Database Normalization Explained — 1NF, 2NF, and 3NF with Examples
Normalization is the process of structuring a database schema to reduce data redundancy and improve integrity. A poorly normalized schema stores the same data in multiple places — meaning updates have to happen in multiple rows, and inconsistencies are inevitable. This guide walks through the first three normal forms with concrete before-and-after examples.
Why Normalization Matters
Consider a single orders table that stores everything:
| order_id | customer_name | customer_email | product | product_price |
|---|---|---|---|---|
| 1 | Alice | alice@example.com | Widget | 9.99 |
| 2 | Alice | alice@example.com | Gadget | 24.99 |
| 3 | Bob | bob@example.com | Widget | 9.99 |
Problems: Alice's email is stored twice — if it changes, you must update every row. The Widget price is stored twice — a price change requires finding every row that references it.

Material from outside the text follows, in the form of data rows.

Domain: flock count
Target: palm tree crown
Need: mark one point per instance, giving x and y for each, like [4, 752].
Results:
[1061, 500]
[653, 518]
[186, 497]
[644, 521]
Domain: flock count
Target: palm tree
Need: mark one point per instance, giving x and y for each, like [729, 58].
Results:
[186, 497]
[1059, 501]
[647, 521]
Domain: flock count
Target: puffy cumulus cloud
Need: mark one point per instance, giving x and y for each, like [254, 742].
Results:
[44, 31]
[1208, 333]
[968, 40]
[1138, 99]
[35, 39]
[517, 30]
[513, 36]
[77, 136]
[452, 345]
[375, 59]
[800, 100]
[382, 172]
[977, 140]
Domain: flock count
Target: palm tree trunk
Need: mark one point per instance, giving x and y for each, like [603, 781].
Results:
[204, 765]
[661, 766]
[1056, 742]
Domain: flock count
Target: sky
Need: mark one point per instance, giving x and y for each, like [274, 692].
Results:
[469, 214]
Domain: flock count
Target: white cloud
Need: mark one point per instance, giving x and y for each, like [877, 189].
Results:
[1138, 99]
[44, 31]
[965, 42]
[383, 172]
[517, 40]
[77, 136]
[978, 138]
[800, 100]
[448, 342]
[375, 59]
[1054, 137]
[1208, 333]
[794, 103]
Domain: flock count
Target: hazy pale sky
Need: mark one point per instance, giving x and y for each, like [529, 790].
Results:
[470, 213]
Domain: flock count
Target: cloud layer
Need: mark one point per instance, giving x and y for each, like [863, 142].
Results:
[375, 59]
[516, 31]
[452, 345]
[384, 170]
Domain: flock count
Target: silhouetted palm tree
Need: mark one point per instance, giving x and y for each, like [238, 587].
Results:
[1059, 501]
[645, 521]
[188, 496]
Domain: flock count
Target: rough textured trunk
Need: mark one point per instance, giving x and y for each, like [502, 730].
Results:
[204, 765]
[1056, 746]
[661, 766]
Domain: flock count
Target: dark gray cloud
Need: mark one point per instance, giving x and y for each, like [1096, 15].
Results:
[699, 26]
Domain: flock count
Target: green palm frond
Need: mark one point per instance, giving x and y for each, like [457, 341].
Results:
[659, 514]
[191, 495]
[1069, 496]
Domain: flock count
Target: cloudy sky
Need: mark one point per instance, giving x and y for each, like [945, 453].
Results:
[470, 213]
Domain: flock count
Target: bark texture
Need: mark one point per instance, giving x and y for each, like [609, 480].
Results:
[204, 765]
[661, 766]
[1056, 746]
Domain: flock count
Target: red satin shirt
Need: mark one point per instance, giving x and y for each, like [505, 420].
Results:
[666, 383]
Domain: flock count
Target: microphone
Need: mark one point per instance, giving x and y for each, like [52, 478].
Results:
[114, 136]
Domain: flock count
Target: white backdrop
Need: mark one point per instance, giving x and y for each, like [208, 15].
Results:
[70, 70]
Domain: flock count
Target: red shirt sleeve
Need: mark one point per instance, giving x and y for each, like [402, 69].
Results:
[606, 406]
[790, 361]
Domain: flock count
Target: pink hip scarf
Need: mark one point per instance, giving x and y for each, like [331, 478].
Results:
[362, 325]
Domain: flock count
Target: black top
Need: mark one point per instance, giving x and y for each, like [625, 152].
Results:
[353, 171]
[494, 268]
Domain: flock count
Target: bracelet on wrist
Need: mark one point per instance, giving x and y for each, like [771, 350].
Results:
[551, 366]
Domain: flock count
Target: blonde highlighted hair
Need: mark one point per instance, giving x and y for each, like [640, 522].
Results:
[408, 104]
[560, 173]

This is the kind of redundancy normalization eliminates.
First Normal Form (1NF)
Rule: Every column must hold a single, atomic value. No repeating groups, no comma-separated lists in a cell.
Violation example
| order_id | products |
|---|---|
| 1 | Widget, Gadget, Sprocket |
✗ Not in 1NF
The products column contains multiple values. You can't query "all orders containing a Widget" without a LIKE hack.
Fixed
| order_id | product |
|---|---|
| 1 | Widget |
| 1 | Gadget |
| 1 | Sprocket |
✓ In 1NF
Each row holds one value. The table now has a composite primary key of (order_id, product).
Second Normal Form (2NF)
Rule: The table must be in 1NF, and every non-key column must depend on the entire primary key — not just part of it. This only applies to tables with composite primary keys.
Violation example
| order_id | product_id | quantity | product_name | product_price |
|---|---|---|---|---|
| 1 | 42 | 2 | Widget | 9.99 |
| 2 | 42 | 1 | Widget | 9.99 |
✗ Not in 2NF
The primary key is (order_id, product_id). But product_name and product_price depend only on product_id — not on the full composite key. They're stored redundantly in every order line.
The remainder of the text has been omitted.